Farm-Scammers

We tend to think of click farms as tools that victimize online advertisers by facilitating fake clicks on their ads. Click farms do exactly that. But a recent case in India shows that scammers do not care who they hit. Click farms don’t just go after online advertisers. They go after the local labor force, too.

Reports out of Lucknow say a local woman was scammed out of Rs 4 lakh (approximately $5K USD) by a click farm that offered to pay her for going online and liking 40 videos per day. The company would send her links to the videos in question.

Like so many work-from-home scams, the victim thought she had found a job that would let her make good money from home by spending a few hours behind the computer. She later discovered that she was being robbed blind. Unfortunately, she is just another victim in a long-running scam that seeks to take advantage of unsuspecting people.

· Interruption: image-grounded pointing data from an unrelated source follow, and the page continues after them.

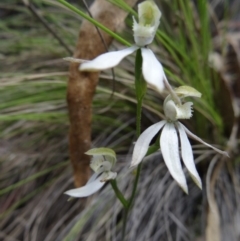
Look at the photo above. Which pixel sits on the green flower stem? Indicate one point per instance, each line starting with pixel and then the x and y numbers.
pixel 140 86
pixel 119 194
pixel 94 22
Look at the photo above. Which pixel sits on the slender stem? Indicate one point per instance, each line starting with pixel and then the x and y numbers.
pixel 93 21
pixel 119 194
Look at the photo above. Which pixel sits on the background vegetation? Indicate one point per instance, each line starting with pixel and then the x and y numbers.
pixel 34 162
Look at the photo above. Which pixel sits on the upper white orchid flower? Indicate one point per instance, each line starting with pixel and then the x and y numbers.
pixel 172 134
pixel 144 32
pixel 102 162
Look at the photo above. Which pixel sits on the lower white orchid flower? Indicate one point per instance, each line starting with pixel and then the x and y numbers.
pixel 173 133
pixel 144 32
pixel 102 162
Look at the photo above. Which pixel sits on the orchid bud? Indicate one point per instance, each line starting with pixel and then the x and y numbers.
pixel 149 20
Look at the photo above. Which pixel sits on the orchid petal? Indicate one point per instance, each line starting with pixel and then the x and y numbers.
pixel 107 60
pixel 152 70
pixel 170 152
pixel 86 190
pixel 187 156
pixel 190 134
pixel 142 144
pixel 92 178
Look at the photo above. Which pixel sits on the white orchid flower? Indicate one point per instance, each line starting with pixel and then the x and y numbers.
pixel 102 162
pixel 144 32
pixel 173 133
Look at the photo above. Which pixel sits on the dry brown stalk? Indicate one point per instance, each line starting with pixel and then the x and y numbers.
pixel 82 85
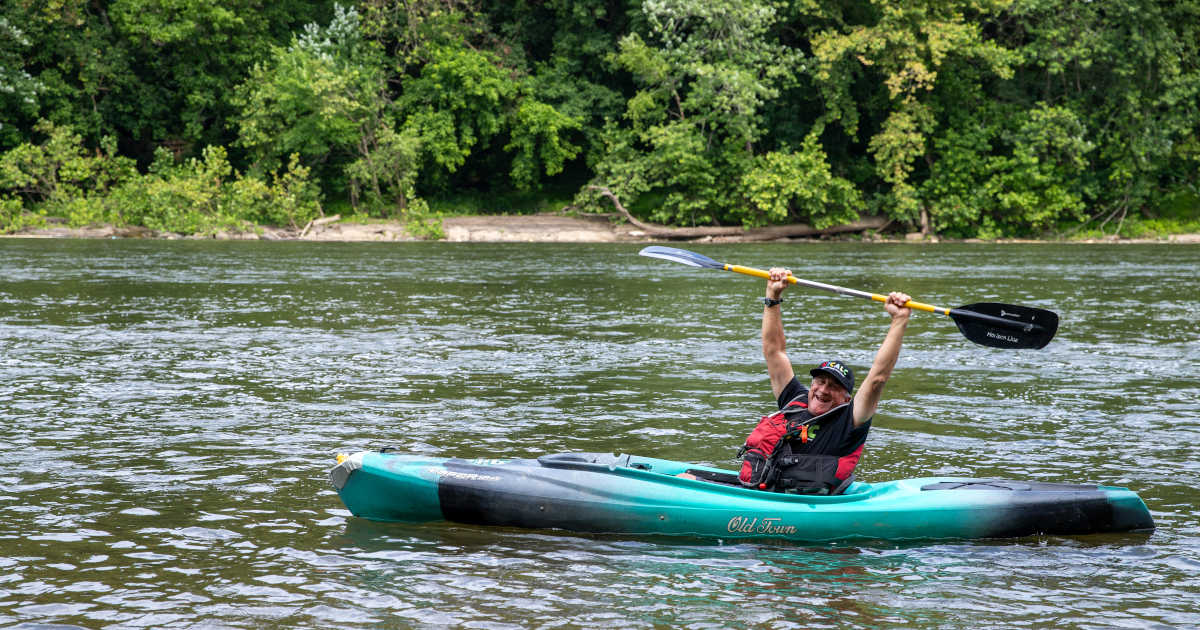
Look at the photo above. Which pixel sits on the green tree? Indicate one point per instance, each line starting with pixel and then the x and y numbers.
pixel 706 72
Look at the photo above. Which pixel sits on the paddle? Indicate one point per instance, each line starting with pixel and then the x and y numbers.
pixel 997 325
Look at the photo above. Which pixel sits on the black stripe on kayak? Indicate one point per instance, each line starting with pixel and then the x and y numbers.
pixel 1043 508
pixel 547 498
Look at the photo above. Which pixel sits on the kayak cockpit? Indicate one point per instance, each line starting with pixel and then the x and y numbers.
pixel 611 462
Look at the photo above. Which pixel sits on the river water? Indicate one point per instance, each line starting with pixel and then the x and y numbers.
pixel 171 411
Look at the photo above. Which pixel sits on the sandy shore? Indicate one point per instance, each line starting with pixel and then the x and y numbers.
pixel 520 228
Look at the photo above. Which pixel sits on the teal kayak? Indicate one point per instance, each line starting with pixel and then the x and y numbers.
pixel 631 495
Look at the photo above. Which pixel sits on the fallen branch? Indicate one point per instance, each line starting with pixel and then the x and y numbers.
pixel 318 222
pixel 750 234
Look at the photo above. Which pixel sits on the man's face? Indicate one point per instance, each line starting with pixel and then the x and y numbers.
pixel 825 394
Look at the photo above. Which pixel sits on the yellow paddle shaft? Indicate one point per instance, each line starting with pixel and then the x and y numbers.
pixel 832 288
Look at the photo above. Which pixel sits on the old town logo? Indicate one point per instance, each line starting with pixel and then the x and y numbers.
pixel 753 525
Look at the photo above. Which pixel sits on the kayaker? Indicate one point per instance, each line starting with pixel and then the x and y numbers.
pixel 814 443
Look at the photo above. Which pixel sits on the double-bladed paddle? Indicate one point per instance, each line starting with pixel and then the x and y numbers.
pixel 997 325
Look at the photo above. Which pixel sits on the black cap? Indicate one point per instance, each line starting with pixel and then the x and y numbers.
pixel 838 371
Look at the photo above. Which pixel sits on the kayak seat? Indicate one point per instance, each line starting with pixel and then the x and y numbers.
pixel 730 479
pixel 725 479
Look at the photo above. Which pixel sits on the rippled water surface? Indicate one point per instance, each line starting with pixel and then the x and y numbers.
pixel 171 412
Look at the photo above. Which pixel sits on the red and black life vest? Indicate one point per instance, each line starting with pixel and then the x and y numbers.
pixel 779 454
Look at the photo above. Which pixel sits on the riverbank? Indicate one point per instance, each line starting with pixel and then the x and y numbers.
pixel 496 228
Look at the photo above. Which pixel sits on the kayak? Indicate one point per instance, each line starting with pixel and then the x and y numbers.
pixel 630 495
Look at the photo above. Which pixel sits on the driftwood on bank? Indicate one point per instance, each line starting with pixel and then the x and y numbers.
pixel 750 234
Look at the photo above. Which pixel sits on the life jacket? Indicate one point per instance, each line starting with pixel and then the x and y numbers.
pixel 768 461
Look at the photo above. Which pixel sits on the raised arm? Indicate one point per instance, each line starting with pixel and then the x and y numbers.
pixel 774 343
pixel 871 390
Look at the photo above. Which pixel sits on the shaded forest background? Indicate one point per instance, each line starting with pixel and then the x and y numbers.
pixel 953 117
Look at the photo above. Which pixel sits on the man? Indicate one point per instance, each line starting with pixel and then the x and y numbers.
pixel 814 444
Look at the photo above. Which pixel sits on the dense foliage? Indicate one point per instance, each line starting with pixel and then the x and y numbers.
pixel 966 118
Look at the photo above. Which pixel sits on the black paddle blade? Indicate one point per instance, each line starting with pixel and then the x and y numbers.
pixel 1006 325
pixel 681 256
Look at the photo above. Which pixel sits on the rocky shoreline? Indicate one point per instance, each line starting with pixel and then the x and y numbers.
pixel 491 228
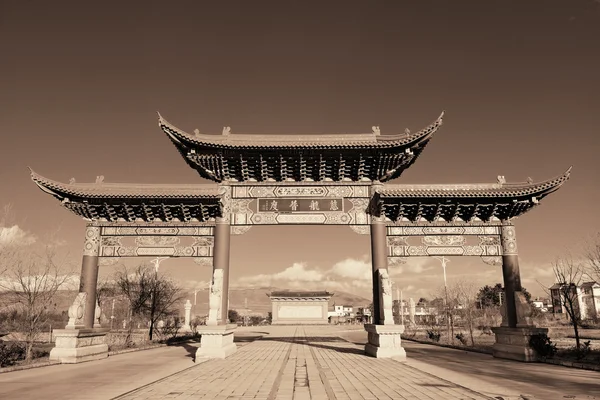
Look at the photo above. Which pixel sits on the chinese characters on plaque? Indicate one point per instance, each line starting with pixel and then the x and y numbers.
pixel 290 205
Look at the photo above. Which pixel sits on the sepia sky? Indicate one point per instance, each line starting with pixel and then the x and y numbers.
pixel 81 84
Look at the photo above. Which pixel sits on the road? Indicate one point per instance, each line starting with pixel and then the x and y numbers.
pixel 484 373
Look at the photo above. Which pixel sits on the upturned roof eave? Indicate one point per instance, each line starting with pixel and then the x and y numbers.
pixel 90 191
pixel 487 190
pixel 184 140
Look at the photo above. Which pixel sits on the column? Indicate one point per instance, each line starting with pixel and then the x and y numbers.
pixel 510 272
pixel 221 250
pixel 89 272
pixel 379 261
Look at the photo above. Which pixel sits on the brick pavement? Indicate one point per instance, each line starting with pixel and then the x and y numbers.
pixel 302 363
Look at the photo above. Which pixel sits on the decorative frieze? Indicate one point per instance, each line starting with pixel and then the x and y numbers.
pixel 361 229
pixel 91 245
pixel 464 250
pixel 509 240
pixel 174 251
pixel 204 261
pixel 157 230
pixel 413 230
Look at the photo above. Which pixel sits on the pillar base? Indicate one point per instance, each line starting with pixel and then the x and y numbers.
pixel 216 341
pixel 79 345
pixel 385 341
pixel 513 343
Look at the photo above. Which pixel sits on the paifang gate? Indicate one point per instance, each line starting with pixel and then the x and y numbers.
pixel 284 179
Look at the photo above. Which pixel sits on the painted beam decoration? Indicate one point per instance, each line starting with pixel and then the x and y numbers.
pixel 172 241
pixel 481 241
pixel 335 204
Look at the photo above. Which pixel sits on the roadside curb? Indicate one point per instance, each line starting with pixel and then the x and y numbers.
pixel 110 353
pixel 563 363
pixel 29 366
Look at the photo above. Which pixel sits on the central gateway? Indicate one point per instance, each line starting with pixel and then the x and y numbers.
pixel 283 179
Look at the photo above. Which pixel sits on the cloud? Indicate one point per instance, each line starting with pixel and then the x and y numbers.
pixel 352 268
pixel 14 235
pixel 298 272
pixel 38 282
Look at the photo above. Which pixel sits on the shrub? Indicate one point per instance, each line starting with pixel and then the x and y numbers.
pixel 584 350
pixel 433 335
pixel 543 346
pixel 11 353
pixel 462 338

How Click Farms Normally Work

Click farms are put together by ad fraud scammers with the intention of ripping off online advertisers. They hire low-paid, unskilled workers to use computers or smartphones to click online ads, like videos, display mobile ads, etc. Every click, display, and like earns the scammer money.

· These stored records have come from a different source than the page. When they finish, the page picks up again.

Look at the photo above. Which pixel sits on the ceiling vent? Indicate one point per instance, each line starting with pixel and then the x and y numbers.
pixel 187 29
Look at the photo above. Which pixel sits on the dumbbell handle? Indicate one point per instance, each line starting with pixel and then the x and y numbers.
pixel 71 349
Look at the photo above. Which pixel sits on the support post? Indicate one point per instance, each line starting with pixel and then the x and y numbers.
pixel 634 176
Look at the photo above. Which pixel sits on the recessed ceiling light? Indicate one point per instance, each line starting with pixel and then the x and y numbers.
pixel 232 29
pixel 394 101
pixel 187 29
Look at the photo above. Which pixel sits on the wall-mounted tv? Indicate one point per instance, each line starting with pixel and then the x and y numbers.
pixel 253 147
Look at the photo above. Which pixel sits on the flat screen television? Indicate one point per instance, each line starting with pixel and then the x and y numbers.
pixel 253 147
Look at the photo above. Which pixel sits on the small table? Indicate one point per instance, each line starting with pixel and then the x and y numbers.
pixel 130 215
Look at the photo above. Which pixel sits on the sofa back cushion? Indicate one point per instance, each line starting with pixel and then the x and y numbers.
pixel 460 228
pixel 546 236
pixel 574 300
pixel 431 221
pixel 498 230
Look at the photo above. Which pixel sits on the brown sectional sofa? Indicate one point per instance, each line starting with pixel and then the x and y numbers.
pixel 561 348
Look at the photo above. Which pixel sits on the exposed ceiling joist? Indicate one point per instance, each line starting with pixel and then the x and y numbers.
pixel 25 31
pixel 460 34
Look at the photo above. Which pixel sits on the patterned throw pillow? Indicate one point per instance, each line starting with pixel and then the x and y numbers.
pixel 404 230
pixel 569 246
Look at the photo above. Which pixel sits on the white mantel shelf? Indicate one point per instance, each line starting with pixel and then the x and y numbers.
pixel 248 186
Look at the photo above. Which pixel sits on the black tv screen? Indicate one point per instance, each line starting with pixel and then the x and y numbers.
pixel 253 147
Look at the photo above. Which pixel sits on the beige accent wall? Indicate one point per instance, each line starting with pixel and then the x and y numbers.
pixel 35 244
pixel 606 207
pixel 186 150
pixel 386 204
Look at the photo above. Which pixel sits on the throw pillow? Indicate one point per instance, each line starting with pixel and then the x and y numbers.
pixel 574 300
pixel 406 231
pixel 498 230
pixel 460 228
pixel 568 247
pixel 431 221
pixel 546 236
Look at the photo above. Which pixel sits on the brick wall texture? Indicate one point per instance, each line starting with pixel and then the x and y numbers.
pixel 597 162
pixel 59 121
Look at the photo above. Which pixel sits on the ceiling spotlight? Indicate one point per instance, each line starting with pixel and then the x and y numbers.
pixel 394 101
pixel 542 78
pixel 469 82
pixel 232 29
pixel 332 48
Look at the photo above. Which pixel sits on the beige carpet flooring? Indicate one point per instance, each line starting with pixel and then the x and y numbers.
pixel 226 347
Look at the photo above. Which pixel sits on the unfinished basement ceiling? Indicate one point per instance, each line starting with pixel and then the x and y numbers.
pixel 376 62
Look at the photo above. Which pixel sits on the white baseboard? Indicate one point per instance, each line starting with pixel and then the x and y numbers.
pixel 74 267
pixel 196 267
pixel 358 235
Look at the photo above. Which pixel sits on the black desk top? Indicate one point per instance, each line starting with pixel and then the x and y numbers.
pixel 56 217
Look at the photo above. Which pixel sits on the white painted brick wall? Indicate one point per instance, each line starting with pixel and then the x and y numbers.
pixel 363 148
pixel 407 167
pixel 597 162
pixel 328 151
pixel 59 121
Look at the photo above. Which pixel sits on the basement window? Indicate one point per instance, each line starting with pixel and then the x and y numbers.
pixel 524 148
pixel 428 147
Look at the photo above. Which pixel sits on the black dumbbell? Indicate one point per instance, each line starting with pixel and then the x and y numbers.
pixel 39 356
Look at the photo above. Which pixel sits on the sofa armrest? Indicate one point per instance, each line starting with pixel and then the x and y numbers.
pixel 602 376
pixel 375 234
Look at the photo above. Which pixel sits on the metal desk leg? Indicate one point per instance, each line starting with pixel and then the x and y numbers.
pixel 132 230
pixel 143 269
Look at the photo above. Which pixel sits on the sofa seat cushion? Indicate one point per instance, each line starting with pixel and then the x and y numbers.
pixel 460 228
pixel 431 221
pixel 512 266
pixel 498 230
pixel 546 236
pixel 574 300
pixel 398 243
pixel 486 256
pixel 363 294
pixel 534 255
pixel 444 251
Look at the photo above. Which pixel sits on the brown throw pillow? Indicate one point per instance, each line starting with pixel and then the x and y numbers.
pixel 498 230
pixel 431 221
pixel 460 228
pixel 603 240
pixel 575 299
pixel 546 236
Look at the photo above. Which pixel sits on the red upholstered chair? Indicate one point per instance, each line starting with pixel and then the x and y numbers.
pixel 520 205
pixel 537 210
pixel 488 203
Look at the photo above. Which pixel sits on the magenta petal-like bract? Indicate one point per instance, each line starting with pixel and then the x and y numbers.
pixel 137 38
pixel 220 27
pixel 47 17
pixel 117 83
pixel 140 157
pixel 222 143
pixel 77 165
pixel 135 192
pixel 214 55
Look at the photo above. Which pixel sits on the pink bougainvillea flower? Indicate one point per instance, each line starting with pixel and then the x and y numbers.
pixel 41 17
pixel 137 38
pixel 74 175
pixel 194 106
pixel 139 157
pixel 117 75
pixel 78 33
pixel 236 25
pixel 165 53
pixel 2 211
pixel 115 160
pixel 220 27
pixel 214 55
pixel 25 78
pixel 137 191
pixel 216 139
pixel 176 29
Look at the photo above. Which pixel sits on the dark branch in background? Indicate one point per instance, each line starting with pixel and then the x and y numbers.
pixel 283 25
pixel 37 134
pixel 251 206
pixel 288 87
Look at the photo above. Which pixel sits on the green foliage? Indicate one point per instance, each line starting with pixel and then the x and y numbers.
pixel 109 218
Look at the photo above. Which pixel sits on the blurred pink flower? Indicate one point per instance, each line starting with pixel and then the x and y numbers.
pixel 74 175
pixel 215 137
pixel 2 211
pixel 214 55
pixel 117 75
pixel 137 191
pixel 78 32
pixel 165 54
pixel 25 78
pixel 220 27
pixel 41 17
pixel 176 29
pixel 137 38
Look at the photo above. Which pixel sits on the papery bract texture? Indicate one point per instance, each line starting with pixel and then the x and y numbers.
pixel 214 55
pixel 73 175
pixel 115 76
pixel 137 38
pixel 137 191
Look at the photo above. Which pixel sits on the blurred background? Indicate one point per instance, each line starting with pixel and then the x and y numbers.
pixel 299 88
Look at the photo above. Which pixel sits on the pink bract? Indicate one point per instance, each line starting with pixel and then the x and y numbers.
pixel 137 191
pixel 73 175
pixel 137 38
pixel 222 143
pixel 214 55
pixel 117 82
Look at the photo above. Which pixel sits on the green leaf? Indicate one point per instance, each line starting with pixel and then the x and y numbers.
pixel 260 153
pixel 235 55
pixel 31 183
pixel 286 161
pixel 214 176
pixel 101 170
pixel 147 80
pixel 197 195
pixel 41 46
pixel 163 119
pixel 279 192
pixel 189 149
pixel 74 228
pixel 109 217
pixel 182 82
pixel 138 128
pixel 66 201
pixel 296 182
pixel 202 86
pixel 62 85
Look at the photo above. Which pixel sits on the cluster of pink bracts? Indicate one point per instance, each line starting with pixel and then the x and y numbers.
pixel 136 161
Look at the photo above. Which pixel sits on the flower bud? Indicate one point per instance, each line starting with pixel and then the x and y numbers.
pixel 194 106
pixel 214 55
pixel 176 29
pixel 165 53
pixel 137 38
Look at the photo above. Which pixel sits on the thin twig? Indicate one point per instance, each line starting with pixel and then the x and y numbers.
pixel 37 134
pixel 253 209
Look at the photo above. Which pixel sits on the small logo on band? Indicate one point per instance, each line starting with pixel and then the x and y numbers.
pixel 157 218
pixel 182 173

The makers of the Fraud Blocker ad fraud protection software say that click farms are run by criminals who set up fake ad platforms through which online advertisers publish their ads. The platforms exist for no other reason but to bill customers. The greater number of clicks they can generate, the more the scammers can bill.

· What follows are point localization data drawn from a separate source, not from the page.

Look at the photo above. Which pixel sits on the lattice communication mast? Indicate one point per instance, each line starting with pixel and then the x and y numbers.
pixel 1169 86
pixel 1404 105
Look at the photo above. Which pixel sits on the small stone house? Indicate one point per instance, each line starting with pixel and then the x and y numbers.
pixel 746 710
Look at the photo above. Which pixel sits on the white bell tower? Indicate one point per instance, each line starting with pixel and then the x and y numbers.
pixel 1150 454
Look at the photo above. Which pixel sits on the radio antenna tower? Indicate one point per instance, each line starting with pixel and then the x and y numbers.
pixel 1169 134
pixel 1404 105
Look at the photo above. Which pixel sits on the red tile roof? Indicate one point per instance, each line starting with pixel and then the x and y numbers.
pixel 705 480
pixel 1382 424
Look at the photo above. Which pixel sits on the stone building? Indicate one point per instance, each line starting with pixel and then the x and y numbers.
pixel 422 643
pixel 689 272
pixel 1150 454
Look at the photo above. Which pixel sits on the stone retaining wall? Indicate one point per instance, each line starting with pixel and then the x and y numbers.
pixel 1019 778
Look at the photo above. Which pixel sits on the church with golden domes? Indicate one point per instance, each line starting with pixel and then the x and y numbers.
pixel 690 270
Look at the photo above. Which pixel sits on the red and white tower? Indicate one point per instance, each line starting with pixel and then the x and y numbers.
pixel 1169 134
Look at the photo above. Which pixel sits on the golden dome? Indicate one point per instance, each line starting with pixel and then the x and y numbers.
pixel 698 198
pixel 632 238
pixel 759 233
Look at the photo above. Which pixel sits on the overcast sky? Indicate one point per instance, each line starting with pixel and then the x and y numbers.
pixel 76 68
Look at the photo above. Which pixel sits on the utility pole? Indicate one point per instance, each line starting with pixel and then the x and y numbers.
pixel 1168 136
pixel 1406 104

Products like Fraud Blocker cannot completely stop fraudulent activity from click farms, but they can make it easier for online advertisers to spot fraud as it occurs. Then they can take steps to fight back, including blacklisting suspect IP addresses and excluding known users from seeing their ads.

Scamming the Local Labor Force

Getting back to the case in India, it is not unusual for scammers to set up click farms in that part of the world due to lax enforcement. It’s pretty easy to set up a click farm and operate it for quite a while before taking any heat. And once a click farm is discovered by the authorities, the scammers just shut it down and start a new one.

The idea that a scammer would run a click farm operation that goes after both advertisers and the local labor force is perhaps a new twist on what is already a costly crime. But it clearly demonstrates that scammers have no scruples. They will do whatever they need to do to line their own pockets.

The Internet Makes It Easy

Perhaps the most unfortunate aspect to all of this is that the internet makes both click fraud and work-from-home scams much too easy. The internet freely facilitates the open flow of information around the world, which is normally a good thing. But there will always be bad actors willing to use what should be a very good thing to perpetrate their crimes.

At the end of the day, nothing good comes from click farms. Their very design is built on criminal activity. Normally, they exist to enrich scammers by fraudulently running up clicks, displays, and likes. But now, if a scammer can rip off the local labor force as well, so be it.

Let this story be a warning to those people looking for lucrative work-from-home opportunities. There are some legitimate ones out there, but there are also plenty of scams. Buyer beware.